Não importa quem, quando, onde ou porque, mas em todos os casos de violência doméstica, o histórico do “homem de bem” segue sempre as mesmas características comportamentais. “Se alguém tem com você qualquer tipo de violência, na primeira situação, denuncie. Eles nunca mudam. Se mudar é para pior. Eu estou conseguindo me refazer. Não tem outro caminho que não seja a denúncia. Estou só há três meses. Ainda estou assustada e nervosa. Mesmo separada, eu cheguei a sentir falta dele porque foi uma vida toda juntos. Mas de forma alguma eu quero voltar para aquela situação”, reflete.

Aumento dos feminicídios

Conforme levantamento do Projeto ‘Um vírus e duas guerras’ – parceria colaborativa entre as mídias independentes Amazônia Real, AzMina, #Colabora, Eco Nordeste, Marco Zero Conteúdo, Portal Catarinas e Ponte Jornalismo – os estados do Piauí e Maranhão foram os únicos a ter aumento no número de feminicídios do Nordeste de março a agosto (período pandêmico), num comparativo com igual período do ano passado.

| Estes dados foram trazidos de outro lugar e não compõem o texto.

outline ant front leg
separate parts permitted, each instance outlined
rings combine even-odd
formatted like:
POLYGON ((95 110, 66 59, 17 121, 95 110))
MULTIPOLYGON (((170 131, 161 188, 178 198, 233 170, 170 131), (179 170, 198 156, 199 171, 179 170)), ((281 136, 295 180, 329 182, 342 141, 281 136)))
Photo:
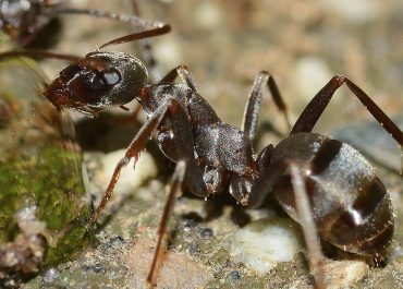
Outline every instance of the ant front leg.
POLYGON ((161 249, 162 249, 162 238, 163 238, 163 234, 167 231, 167 225, 168 225, 168 221, 169 221, 169 216, 170 216, 170 213, 171 213, 171 210, 173 208, 173 205, 175 203, 176 195, 181 191, 181 186, 182 186, 182 183, 183 183, 183 178, 185 176, 185 169, 186 169, 186 162, 181 160, 181 161, 178 162, 175 171, 172 176, 171 190, 168 194, 168 198, 167 198, 167 202, 166 202, 166 206, 163 208, 161 221, 160 221, 159 228, 158 228, 157 248, 156 248, 156 251, 154 253, 151 267, 150 267, 148 276, 147 276, 147 282, 149 285, 154 284, 154 275, 155 275, 155 270, 157 268, 158 257, 159 257, 159 255, 161 253, 161 249))
POLYGON ((127 150, 124 157, 119 160, 117 167, 114 168, 112 178, 108 184, 108 188, 103 194, 101 202, 99 203, 98 207, 94 210, 91 217, 89 218, 89 224, 95 222, 100 213, 103 210, 105 206, 107 205, 109 198, 113 193, 113 189, 119 181, 120 172, 123 167, 127 166, 130 160, 133 158, 134 161, 137 161, 139 153, 144 149, 147 141, 151 136, 151 133, 157 129, 157 127, 161 123, 162 118, 166 116, 168 109, 172 109, 172 106, 175 106, 175 103, 168 103, 161 106, 157 111, 154 113, 151 118, 147 120, 147 122, 138 131, 136 136, 133 139, 132 143, 129 145, 127 150))
POLYGON ((295 122, 290 134, 310 132, 321 113, 330 103, 335 91, 345 83, 350 91, 362 101, 373 117, 379 122, 383 129, 389 132, 392 137, 403 146, 403 132, 398 125, 374 103, 374 100, 365 94, 358 86, 343 75, 333 76, 325 86, 315 95, 310 103, 306 106, 300 118, 295 122))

No Piauí, em 2019 foram contabilizados 11 assassinatos contra 15, entre os meses de março a agosto deste ano, um crescimento de 36%. Tudo indica, que o confinamento foi determinante para o avanço, tendo em vista a convivência diária com os agressores. Segundo a coordenadora de Estado para Políticas Públicas para Mulheres, Zenaide Lustosa, os dados da Secretaria de Segurança Pública do Piauí (SSP-PI), referente ao número de registros de boletins de ocorrência aumentaram “no comparativo entre os meses de junho e julho as denúncias feitas pelas Delegacias de Atendimento à Mulher (DEAMs) do ano passado. Já os números do app Salve Maria diminuíram, o que significa que as mulheres já começam a procurar presencialmente as delegacias. No mês de agosto a campanha ‘Ei Mermã’ foi reforçada pelos 14 anos da Lei Maria da Penha com várias atividades”, informou.

* Nome fictício para preservar a identidade da vítima.